Las calles de Beatrix no eran tan estrechas como las de Vanaeph, aunque tampoco estaban diseñadas para el tráfico de vehículos a motor. Pai aparcó el coche en las afueras, y ambos pasearon hasta el pueblo desde allí. Las casas eran construcciones humildes, levantadas con piedras ocres y rodeadas por macizos de un tipo de vegetación que era una mezcla entre abedul y bambú. Las luces que Pai había visto a lo lejos no provenían de las ventanas, sino de los farolillos que colgaban de estos árboles y arrojaban su tenue luz sobre las calles. Casi todos los setos tenían su propio farolero: niños de rostros vellosos como la pastora; algunos se agazapaban bajo los árboles y otros se sostenían precariamente en las ramas. La mayoría de las puertas de las casas permanecían abiertas, y salía música de algunas, melodías que los faroleros repetían y bailaban bajo las luces y sombras que creaban. Puestos a suponer, Cortés habría dicho que la vida en ese lugar resultaba agradable. Tal vez tranquila, pero agradable.

—No podemos estafar a estas personas —dijo Cortés—. No sería justo.

—Estoy de acuerdo —contestó Pai.

—En ese caso, ¿qué hacemos para conseguir dinero?

—Tal vez podamos acordar el trueque de las piezas del vehículo por una buena comida y uno o dos caballos.

—No veo caballos por aquí. Un doeki servirá. Parecen lentos.

A instancias de Pai, Cortés dirigió la mirada hacia las alturas de la cordillera del Jokalaylau. Los últimos vestigios del día sobrevolaban los campos nevados, pero a pesar de toda su belleza, las montañas se antojaban vastas e inhóspitas.

—Allá arriba, lo mejor es ser lento y fiable —fue la respuesta de Pai. Cortés captó el sentido—. Voy a ver si encuentro a alguien que esté al mando —prosiguió el místico a la par que se apartaba de Cortés para interrogar a uno de los faroleros.

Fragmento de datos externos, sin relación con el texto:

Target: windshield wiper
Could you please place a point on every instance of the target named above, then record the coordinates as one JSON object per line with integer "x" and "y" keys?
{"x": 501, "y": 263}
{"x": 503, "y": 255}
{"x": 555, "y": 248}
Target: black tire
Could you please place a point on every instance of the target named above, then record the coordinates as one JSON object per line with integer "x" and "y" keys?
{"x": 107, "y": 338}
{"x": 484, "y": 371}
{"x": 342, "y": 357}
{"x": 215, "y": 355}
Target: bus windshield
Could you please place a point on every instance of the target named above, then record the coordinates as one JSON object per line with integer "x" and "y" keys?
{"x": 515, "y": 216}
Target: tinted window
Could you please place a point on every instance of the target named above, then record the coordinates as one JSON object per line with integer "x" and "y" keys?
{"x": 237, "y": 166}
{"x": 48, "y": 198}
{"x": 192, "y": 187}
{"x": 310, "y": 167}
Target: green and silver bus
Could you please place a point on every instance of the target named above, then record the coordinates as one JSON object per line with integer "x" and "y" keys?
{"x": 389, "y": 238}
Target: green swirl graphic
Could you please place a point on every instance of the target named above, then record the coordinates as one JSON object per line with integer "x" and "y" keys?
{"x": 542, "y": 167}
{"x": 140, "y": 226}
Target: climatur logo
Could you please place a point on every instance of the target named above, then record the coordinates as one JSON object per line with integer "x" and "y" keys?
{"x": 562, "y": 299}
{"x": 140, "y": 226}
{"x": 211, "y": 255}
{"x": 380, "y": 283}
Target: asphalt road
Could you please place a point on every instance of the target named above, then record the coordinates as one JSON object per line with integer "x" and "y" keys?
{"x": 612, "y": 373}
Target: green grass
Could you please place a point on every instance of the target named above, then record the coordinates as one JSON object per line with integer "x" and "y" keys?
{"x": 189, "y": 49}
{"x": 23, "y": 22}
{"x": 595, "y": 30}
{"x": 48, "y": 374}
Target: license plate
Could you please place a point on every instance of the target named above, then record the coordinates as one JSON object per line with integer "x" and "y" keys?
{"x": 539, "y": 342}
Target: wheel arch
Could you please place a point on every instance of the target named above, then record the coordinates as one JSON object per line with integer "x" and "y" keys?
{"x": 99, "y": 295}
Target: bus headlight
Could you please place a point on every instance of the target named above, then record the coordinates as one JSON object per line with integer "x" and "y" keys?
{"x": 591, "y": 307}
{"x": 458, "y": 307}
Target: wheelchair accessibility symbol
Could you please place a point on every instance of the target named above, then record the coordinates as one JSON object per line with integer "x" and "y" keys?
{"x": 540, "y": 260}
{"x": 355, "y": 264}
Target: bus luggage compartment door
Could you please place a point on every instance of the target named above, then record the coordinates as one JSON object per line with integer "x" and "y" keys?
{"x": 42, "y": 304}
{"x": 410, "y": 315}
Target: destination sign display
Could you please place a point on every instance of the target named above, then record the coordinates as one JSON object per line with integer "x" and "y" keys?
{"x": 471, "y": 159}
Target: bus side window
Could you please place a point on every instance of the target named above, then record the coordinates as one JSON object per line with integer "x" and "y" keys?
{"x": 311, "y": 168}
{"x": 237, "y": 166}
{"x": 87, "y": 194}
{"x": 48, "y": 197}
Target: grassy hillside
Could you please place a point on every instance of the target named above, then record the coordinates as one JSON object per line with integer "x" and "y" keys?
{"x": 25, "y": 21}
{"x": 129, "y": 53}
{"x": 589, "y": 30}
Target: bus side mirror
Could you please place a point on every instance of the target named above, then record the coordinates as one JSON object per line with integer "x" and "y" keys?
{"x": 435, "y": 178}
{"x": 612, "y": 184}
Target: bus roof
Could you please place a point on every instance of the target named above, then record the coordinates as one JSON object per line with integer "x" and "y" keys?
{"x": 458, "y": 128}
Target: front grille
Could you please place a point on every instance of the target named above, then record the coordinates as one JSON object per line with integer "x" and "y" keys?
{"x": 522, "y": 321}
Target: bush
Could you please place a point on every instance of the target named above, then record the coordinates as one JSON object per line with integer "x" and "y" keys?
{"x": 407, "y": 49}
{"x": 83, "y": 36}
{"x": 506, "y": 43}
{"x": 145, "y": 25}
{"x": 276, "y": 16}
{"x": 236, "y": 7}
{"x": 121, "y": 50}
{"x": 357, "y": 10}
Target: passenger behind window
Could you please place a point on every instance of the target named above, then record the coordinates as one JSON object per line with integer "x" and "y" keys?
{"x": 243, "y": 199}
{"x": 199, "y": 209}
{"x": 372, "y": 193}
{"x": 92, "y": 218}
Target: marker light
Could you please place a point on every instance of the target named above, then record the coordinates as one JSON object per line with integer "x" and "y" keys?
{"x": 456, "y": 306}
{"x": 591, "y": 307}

Atraído por el sonido de unas clamorosas carcajadas, Cortés se alejó un poco y dobló una esquina para toparse con una docena de aldeanos, la mayoría hombres y niños, sentados delante de un teatro de marionetas que se había instalado en el porche de una de las casas. El espectáculo que contemplaban contrastaba enormemente con el ambiente afable del pueblo. A juzgar por los chapiteles pintados en el telón de fondo, la historia se desarrollaba en Patashoqua; en el momento en que Cortés se unió a los espectadores, dos de los personajes (una mujer más que oronda y un hombre del tamaño de un feto con los atributos de un burro) se encontraban en mitad de una trifulca doméstica tan alocada que los chapiteles temblaban. Los titiriteros, tres jóvenes escuálidos con bigotes idénticos, se veían claramente por encima de la caseta y se encargaban de proporcionar tanto el diálogo como los efectos de sonido. Estos últimos quedaban reforzados por extrañas obscenidades. En aquel instante apareció otro personaje, un pariente jorobado de Polichinela, y le cortó la cabeza al portador de aquella monstruosidad de pene. La cabeza cayó al suelo, donde se arrodilló la gorda para sollozar sobre ella. Mientras la mujer se postraba, a la cabeza le salieron unas alas angelicales por detrás de las orejas y alzó el vuelo, acompañada por el grito en
falsetto
de los titiriteros. Los espectadores recompensaron la escena con una ovación, momento en el que Cortés avistó a Pai en la calle. Al lado del místico se encontraba un muchacho con orejas de soplillo y el cabello largo hasta media espalda. Cortés se acercó a ellos.